SKILL.md contains the skill's name, description, when_to_use field, main behavior instructions, output mode constraints, and the loading map that routes the model to specific reference files. Keep it under 500 lines. Anything longer belongs in a reference file.
The loading map is the most important part. It should name specific files and the specific question types that require them. Not suggest them, require them.

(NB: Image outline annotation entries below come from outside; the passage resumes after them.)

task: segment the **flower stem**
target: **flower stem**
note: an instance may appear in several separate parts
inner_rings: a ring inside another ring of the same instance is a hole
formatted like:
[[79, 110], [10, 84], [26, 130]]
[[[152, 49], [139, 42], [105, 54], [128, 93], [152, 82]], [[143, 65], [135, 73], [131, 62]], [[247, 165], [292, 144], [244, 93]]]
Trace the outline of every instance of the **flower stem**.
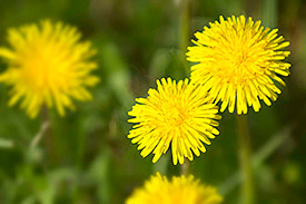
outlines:
[[247, 116], [237, 116], [237, 132], [239, 140], [239, 162], [243, 177], [241, 204], [255, 204], [254, 173], [250, 161], [250, 137]]
[[188, 175], [188, 173], [189, 173], [189, 161], [185, 159], [184, 164], [180, 166], [180, 174]]
[[178, 46], [182, 54], [181, 62], [184, 65], [185, 74], [189, 74], [189, 68], [186, 61], [185, 52], [187, 51], [187, 46], [189, 42], [189, 20], [190, 20], [190, 0], [179, 0], [179, 40]]

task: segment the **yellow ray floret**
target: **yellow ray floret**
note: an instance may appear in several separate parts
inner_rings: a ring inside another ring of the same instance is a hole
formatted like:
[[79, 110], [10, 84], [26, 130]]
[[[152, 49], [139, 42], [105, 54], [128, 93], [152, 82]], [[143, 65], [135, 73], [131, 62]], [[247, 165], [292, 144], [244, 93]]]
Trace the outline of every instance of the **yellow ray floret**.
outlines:
[[91, 99], [86, 88], [99, 80], [90, 75], [97, 68], [90, 60], [96, 50], [79, 40], [76, 28], [49, 20], [10, 29], [9, 48], [0, 47], [8, 65], [0, 82], [11, 87], [9, 105], [22, 100], [21, 108], [36, 117], [42, 105], [65, 115], [65, 107], [73, 109], [71, 99]]
[[[201, 86], [189, 84], [188, 79], [176, 82], [168, 78], [157, 80], [157, 89], [149, 89], [147, 98], [137, 98], [128, 114], [136, 123], [129, 132], [131, 143], [138, 143], [140, 155], [146, 157], [151, 152], [156, 163], [171, 144], [172, 162], [176, 165], [184, 158], [194, 159], [210, 145], [219, 132], [215, 128], [220, 119], [218, 107], [211, 104]], [[193, 154], [193, 152], [194, 154]]]
[[185, 177], [167, 177], [157, 173], [145, 183], [142, 188], [136, 190], [126, 204], [220, 204], [223, 197], [213, 186], [200, 184], [190, 175]]
[[198, 62], [191, 67], [191, 81], [204, 85], [215, 103], [246, 114], [251, 106], [260, 109], [260, 100], [268, 106], [280, 94], [276, 82], [285, 86], [280, 76], [289, 75], [290, 64], [283, 61], [289, 46], [278, 29], [270, 30], [251, 18], [231, 17], [209, 23], [197, 32], [195, 46], [188, 47], [187, 59]]

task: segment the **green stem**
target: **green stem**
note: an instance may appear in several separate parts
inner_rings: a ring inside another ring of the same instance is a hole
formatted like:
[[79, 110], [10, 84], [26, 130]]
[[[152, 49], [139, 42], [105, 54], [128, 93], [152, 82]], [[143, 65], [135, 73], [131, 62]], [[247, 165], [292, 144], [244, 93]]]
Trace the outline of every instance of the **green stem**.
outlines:
[[180, 166], [180, 175], [188, 175], [189, 173], [189, 161], [185, 159], [184, 164]]
[[250, 137], [247, 116], [237, 116], [240, 173], [243, 177], [241, 204], [255, 204], [254, 173], [250, 159]]
[[179, 50], [182, 54], [182, 65], [185, 74], [189, 72], [189, 68], [186, 60], [186, 51], [189, 42], [189, 20], [190, 20], [190, 0], [179, 1]]

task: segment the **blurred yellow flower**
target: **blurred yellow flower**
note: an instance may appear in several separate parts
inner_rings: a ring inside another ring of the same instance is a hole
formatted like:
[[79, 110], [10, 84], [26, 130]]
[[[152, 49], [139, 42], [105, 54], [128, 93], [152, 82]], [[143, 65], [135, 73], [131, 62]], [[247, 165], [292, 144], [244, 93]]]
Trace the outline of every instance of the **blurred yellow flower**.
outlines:
[[268, 106], [280, 94], [275, 82], [285, 86], [279, 76], [288, 76], [290, 64], [284, 62], [289, 46], [278, 29], [270, 30], [251, 18], [231, 17], [209, 23], [203, 32], [195, 33], [196, 45], [188, 47], [187, 59], [199, 62], [191, 67], [191, 81], [203, 84], [214, 103], [221, 101], [220, 111], [227, 107], [246, 114], [247, 106], [260, 109], [259, 99]]
[[172, 162], [176, 165], [184, 158], [194, 159], [210, 145], [209, 138], [215, 138], [219, 132], [215, 128], [220, 119], [218, 107], [209, 103], [207, 93], [200, 86], [188, 79], [176, 82], [168, 78], [157, 80], [157, 90], [149, 89], [147, 98], [137, 98], [132, 110], [128, 114], [136, 123], [129, 132], [131, 143], [138, 143], [140, 155], [146, 157], [151, 152], [156, 163], [165, 154], [171, 143]]
[[73, 109], [71, 99], [88, 100], [86, 87], [98, 78], [90, 75], [97, 64], [90, 42], [79, 42], [80, 32], [61, 22], [49, 20], [8, 31], [10, 48], [0, 47], [0, 57], [8, 64], [0, 82], [11, 87], [9, 106], [22, 100], [21, 108], [36, 117], [42, 105]]
[[126, 204], [220, 204], [223, 197], [217, 190], [195, 181], [194, 176], [151, 176], [142, 188], [136, 190]]

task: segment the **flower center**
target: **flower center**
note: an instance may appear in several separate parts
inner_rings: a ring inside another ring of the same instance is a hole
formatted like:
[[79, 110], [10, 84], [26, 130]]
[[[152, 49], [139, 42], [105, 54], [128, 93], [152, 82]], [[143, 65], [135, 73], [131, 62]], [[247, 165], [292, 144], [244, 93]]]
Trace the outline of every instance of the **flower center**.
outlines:
[[165, 111], [165, 118], [168, 125], [172, 127], [180, 127], [186, 123], [189, 116], [180, 107], [172, 107], [169, 110]]
[[[34, 50], [34, 49], [33, 49]], [[21, 60], [24, 82], [37, 91], [45, 91], [51, 88], [63, 88], [67, 84], [63, 65], [58, 60], [57, 54], [51, 49], [36, 49], [26, 54]]]

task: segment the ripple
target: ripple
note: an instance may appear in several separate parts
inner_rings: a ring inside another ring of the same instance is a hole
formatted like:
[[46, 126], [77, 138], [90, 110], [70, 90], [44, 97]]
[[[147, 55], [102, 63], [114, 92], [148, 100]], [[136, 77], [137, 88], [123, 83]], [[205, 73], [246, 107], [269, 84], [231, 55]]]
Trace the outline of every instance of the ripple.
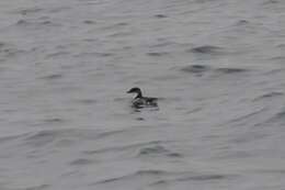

What is progressive disclosure in the context of Claude skills?
Progressive disclosure is the three-level loading model Anthropic uses for skills. Level one (name and description) is always in context. Level two (SKILL.md body) loads when the description match fires. Level three (individual reference files) loads only when SKILL.md explicitly instructs the model to read them.
Nothing at level three is automatic. The loading map is how you make the model reach for the right file instead of improvising from its weights.
Why does the description field matter so much?
Because it is the only part of a skill that Claude reads before deciding whether to activate it. A passive or vague description causes the skill to undertrigger. It misses the cases it was built for, silently.
Descriptions should assertively name the exact task types, inputs, and decision domains that should fire the skill. Write them as if you are telling Claude exactly when to reach for this tool, because you are.
How is a Claude skill different from an MCP tool?
An MCP tool provides server-side capabilities: web access, databases, external APIs. A Claude skill provides a behavior module: a way of thinking and executing, with distilled references, that persists across sessions. You can use both simultaneously. They are not competing for the same slot.
The detailed comparison, including when subagents enter the picture, is in the skills vs MCP and subagents article.
Do persona skills actually work? I thought role prompting was debunked.
Bare role prompting does not work reliably. Zheng et al. (arXiv:2311.10054, Findings of EMNLP 2024) tested 162 personas across four model families and found no factual accuracy gain from a persona label alone. The paper's conclusion flipped between v1 and v3 of the same study.
A persona skill is a different architecture. The name activates a denser cluster in the model's knowledge, but the distilled references carry the method. Without references, you have a costume. With 13 decision-split references and a loading map, you have a skill that consistently uses the expert's actual frameworks instead of improvising the voice.
How many references should a skill have?
As many as there are distinct decisions to support, and no more. My Hormozi skill has 13 because there are 13 identifiable decision domains in offer design. A tighter skill might start with 3 to 5 well-distilled files.
The rule: one file per decision, not one file per source. A file named 'book-2.md' is an archive. A file named 'pricing-and-guarantees.md' is a decision tool.
When should I use a skill instead of a prompt?
Use a skill when the behavior recurs across sessions, you have distilled knowledge that belongs in references, and you want consistent output without manually recreating context each time.
Stay with a prompt when the task is one-off, the instructions change every run, or the behavior needs no references. The clearest signal for building a skill: you are copying the same instruction block into multiple sessions.